|
North Korean workers are manufacturing cooking pots in a plant in Kaesong. Kaesong/Yonhap News
|
Seoul wants Washington to consider Kaesong products part of the deal
Seoul made it clear at the first round of South Korea-U.S. FTA negotiations in Washington June 5 that it will protect the domestic rice market as well as seek Kaesong products to be included in the agreement. Kaesong, located in North Korea, is a joint economic cooperation zone between the two Koreas. The negotiations are expected to be challenging for the South Korean delegation. "It will be difficult to have the U.S. designate products made in the Kaesong industrial complex as South Korean-made products," Deputy Minister for International Affairs of the Ministry of Finance and Economy Kim Sung-jin said in a radio interview June 5. Deputy Minister Kim identified the automobile, pharmaceuticals, financial services and telecommunications markets as the main issues of the first round of FTA talks.

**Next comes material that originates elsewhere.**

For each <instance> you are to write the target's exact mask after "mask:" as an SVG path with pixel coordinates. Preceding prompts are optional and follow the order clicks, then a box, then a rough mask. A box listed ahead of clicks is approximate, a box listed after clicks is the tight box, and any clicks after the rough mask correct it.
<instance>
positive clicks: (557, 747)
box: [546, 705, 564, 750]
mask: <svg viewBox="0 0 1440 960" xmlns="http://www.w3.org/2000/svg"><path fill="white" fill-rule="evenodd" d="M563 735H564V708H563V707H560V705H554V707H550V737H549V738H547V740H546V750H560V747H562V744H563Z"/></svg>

He added that the government would communicate proceedings to the media and National Assembly in order to conduct the negotiations as transparently as possible."Drafts of the negotiations naturally contain the maximum demands of both sides. The U.S. will aggressively seek to raise the market shares for their products, which have been sluggish in the Korean markets, and the same applies for Korea," Mr. Kim explained. Regarding the opening of the agricultural and medical and educational service markets, Kim Dong-soo, director of the finance ministry, stressed that the government will try to maintain the basic framework of existing health insurance policy, and to exclude the rice market from the negotiations. Hundreds of South Korean and U.S. activists took part in a joint demonstration in Washington against the bilateral FTA. Scores of South Korean protestors, including Rep. Kang Ki-gap of the Democratic Labor Party, were joined by about 250 American activists at a park near the White House, where they held a rally and a subsequent march through downtown Washington. The march proceeded peacefully. Lee Jae-su, representative of a U.S. committee to stop South Korea-U.S. bilateral FTA, said, "We will continue to hold peaceful rallies and demonstrations."